My former workplace, a small Audubon sanctuary, is home to many creatures, some of whom are seldom seen except through their tracks and sign. Winter is a great time to search for and find these animal messages, and I went to look for them a couple of days ago.
The icy trails, powdered as they were with snow, provided a great canvas for animal tracks. The walking was treacherous, but I was just creeping along, the better to be safe and to see.
First I went over to look at the small pond, with its little island. Of course it was frozen solid. But guess what? Under that ice, at the bottom of the pond, there are frog tadpoles—ones that hatched late last year—and adult frogs. They overwinter under there! Their metabolism slows down so much they may appear dead; their bodies produce a kind of anti-freeze that prevents ice crystals from forming in their cells. Some of them die, it is true, but come spring many of them will return to a normal state and be heard and seen swimming around the pond. A story for a few months from now.
There are turtles in the frozen pond, too—New England Painted Turtles. They spend the winter dug into the mud on the floor of the pond, just barely taking in enough oxygen to survive. They, too, will be seen (though not heard) swimming and basking round the pond. Another spring story.
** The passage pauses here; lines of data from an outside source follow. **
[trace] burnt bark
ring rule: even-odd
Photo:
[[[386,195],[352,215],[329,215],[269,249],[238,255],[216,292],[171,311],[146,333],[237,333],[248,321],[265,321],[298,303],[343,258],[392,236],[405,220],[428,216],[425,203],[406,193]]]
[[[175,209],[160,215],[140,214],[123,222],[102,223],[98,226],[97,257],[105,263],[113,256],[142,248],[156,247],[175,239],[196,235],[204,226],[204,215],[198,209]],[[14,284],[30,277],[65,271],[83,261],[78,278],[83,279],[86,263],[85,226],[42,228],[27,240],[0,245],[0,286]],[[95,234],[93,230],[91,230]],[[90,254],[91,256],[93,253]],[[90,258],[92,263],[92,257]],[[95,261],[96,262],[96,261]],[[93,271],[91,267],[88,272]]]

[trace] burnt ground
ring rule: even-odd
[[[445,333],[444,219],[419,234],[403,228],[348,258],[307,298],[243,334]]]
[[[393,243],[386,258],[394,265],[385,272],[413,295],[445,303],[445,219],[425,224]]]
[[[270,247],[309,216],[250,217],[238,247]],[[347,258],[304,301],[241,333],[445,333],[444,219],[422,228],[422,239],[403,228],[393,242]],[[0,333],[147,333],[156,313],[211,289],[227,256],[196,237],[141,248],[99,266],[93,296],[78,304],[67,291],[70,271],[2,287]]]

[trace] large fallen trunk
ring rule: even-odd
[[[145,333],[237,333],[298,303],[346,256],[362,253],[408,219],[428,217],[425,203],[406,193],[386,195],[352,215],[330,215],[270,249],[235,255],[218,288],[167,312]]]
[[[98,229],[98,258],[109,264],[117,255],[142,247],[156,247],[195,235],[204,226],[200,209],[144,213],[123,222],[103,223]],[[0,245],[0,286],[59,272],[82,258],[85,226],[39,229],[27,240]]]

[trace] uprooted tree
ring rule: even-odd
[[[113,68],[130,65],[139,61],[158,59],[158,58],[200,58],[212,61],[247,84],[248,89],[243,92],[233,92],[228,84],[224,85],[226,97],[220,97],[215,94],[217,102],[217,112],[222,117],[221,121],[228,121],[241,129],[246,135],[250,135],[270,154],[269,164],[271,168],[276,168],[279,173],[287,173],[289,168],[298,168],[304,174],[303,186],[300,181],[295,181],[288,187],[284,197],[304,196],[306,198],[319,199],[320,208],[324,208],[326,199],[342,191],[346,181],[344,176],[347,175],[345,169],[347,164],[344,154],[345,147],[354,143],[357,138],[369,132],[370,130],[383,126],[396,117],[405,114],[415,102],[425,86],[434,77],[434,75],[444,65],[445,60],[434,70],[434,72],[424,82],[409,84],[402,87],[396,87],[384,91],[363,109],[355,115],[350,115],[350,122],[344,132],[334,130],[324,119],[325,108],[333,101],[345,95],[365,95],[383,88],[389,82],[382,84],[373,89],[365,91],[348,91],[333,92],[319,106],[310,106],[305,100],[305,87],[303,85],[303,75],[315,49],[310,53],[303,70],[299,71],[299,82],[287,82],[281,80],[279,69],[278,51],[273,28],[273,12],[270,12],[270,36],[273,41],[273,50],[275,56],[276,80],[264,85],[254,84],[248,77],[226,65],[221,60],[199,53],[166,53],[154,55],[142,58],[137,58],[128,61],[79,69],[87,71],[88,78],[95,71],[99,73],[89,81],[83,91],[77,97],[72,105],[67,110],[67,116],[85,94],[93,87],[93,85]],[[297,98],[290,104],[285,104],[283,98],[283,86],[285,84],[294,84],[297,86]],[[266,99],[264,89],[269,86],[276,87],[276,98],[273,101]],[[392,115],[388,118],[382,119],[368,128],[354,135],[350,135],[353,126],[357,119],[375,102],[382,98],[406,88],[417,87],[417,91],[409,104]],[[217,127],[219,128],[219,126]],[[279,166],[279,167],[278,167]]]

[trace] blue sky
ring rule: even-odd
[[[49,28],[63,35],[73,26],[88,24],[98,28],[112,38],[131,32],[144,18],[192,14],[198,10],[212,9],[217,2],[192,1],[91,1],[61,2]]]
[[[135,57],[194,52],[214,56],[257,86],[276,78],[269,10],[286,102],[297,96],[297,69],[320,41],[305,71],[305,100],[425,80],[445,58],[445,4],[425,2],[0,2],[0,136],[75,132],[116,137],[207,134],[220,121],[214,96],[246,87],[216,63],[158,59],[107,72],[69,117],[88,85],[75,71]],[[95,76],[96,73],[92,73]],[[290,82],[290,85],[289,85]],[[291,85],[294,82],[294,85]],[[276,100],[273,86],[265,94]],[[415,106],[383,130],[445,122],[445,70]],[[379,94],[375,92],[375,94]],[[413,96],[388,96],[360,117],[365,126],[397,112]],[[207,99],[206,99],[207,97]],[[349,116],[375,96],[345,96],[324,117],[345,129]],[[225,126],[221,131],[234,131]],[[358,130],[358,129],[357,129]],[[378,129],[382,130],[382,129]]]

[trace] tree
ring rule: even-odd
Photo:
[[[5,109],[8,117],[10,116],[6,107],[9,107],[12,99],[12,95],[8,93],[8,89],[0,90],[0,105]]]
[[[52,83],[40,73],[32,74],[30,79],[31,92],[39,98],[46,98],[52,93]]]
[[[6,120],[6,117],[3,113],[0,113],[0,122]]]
One animal we don’t actually see very often at the sanctuary is a vole. A vole is a little mouse-like rodent. He usually lives in the meadow where he eats all kinds of plants. He builds little nests, often near a sheltered place like the base of a plant or near a log, and makes narrow little runways between nests. Usually you can’t find these runways. But in the winter they are marvelously visible. To the left, you can see a part of one. The voles have built a little tunnel along the ground, which is then covered by snow. But as they run along it, their body heat causes the snow to melt a bit, and the tunnel roof sinks down and becomes visible.
And then of course there are the squirrels. Squirrels are getting ready for their winter mating chases. I watched squirrels frisking about, hustling up and down trees, and one was sitting on a log chewing on the cone of a white pine. They like to be UP when they eat. I went and looked at the cone later, and I could see where he had cleaned it of its scales, and the seeds beneath them, halfway up the cone.
I looked for squirrel tracks, but didn’t find any really clear ones to take a picture of. Squirrel tracks form a kind of square or rectangle (think: Square Squirrel); the prints of the hind feet fall ahead of the front ones, two pairs side by side.
But I did find rabbit tracks (see right below). Rabbit tracks make a kind of loose Y shape (think: bunnY), with the larger hind prints side by side in front of the small, trailing prints of the front feet. Rabbits are abroad mostly at dusk and early morning, looking for twigs to chomp on. I only remembered this later, when I got home, or I would have looked for twigs cleanly nipped off at a 45 degree angle! When I go for another walk I will look more closely.
There are some very old apple trees on the property. It was an estate of a wealthy family in the early part of the 20th century, and its residents planted some wonderful trees, including the apple trees. They are so old now that they are pretty much falling apart, but I spied an old bird nest in the top of one (see left) and thought how many creatures live in a tree, from large ones like birds to the smallest things in the crevices of the bark. When the tree finally dies, those homes are lost—but the fallen tree provides safety and nourishment for other things, before it rots and returns to dirt. So it all goes around.
At the end of my walk, I found the home of an animal with a very constrained lifestyle: a bagworm moth. The image is to the right below but you will not find it very exciting, I fear. Imagine this: the larva (caterpillar) of the moth makes a tiny bag-like structure of sticks, held together with silk, and attached at one end to something (as here, the side of a building). The larva sticks its head and feet out the top to feed. It lays eggs inside the bag, and that’s what’s in this one. The eggs will hatch in the spring, and the baby caterpillars will go make their own bags. After they turn into adult moths, if they are males they leave the bag to find females. But if they are females, they never leave the bags, but are mated, lay eggs in there, come out for one brief shining moment—and die. The females never even get wings!
These complex stories are all around us. No story is any more wondrous than any other, I think.